Eve’s first year at Georgia Tech was academically grueling because her high school fatigue prolonged into her freshman year; she adjusted her mindset and became determined to do better her second year. She developed habits like establishing priorities and bribing herself with rewards in order to increase academic motivation. Eve advises freshmen and transfer students to not compare yourself to your peers since everyone is different. Thus, she enthusiastically claims, “Just do you. Be yourself.”
Through all of the BME courses, she took a liking to many courses such as the hands-on physiology lab BME 3110, in which she dissected a heart, and other team project based BME courses. She leads projects, and ensures they progress reasonably. In her senior design team, she is the communicator who reaches out and interviews product users. She believes in motivating others and being a positive force on any team.
Eve is currently pursuing research for her breadth electives. Within the last four years, she worked in four different labs. The first research experience she had was on campus and lasted two semesters. She worked in a stem cell engineering lab, where she performed tissue staining for wound analysis. In her second research experience, with the Cardiovascular Fluid Mechanics lab at Technology Enterprise Park (TEP), she spent four semesters doing research. In the first semester, she helped a graduate student make a steady state flow loop to test a certain heart valve in order to analyze why there were higher levels of thrombosis. During the second semester, she built a pulsatile flow loop for a more realistic model of blood flow dynamics. During her third and fourth semester, she has been working on her own research project in regards to building and validating a flow loop which incorporates the coronary arteries in order to test aortic heart valves.
In addition, she has been an intern at the University of Connecticut Health Center and Boston Scientific in Minneapolis. At Boston Scientific, she worked on a material characterization study in the Department of Interventional Cardiology, Research and Development. She helped create a new stent that was made out of a material which will degrade away over time. Her skill impressed Boston Scientific, who offered her a full time job.

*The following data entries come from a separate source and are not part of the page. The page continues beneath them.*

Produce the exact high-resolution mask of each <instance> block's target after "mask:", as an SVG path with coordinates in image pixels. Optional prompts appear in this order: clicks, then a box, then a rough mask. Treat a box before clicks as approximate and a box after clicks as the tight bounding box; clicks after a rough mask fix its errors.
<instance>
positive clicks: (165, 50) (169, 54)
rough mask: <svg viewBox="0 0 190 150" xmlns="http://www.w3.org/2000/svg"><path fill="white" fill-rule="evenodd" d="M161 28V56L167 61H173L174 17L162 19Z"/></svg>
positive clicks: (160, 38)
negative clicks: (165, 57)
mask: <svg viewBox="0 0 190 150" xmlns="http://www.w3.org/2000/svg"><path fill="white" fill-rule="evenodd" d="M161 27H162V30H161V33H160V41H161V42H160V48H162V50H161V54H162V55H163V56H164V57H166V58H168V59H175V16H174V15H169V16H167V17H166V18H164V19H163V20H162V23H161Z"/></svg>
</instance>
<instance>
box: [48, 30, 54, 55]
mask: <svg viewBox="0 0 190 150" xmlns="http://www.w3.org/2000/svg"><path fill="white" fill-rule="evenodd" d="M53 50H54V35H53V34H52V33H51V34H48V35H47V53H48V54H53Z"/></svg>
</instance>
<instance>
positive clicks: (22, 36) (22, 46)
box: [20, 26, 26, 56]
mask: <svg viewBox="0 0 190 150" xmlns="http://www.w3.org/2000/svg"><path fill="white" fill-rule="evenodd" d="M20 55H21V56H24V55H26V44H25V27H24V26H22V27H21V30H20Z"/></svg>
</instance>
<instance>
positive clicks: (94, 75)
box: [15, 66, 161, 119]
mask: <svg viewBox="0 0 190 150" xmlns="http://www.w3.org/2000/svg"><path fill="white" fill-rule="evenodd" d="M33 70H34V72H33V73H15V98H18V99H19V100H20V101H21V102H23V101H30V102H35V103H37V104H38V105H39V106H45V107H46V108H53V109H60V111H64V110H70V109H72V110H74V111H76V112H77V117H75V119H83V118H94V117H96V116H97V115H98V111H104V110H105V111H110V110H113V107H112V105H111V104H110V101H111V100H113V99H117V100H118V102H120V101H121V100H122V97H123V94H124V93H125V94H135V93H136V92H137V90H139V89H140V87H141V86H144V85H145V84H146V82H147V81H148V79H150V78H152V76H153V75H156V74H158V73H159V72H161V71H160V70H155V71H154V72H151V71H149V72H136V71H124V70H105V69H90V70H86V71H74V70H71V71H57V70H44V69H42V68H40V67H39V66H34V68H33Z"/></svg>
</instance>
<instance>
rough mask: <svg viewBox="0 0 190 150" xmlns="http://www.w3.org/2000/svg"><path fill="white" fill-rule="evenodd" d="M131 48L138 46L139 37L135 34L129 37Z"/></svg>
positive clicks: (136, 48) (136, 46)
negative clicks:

Because of her desire to increase young people’s interest in engineering, she devotes herself to the Society of Women Engineers (SWE), an organization that introduces young women to STEM. Starting as a volunteer, she eventually became the vice president of Outreach for SWE. She hopes to have more women in these fields in the future.
Through Eve George’s years at Tech, she avidly participated in and promoted the biomedical engineering field. Her dedication to the BME program helped her become a better student, and her research and internship experiences made her better scientist. In addition, involving herself in SWE has made her a proud supporter of women in STEM fields. Eve will graduate May 2017 and begin working full time at Boston Scientific.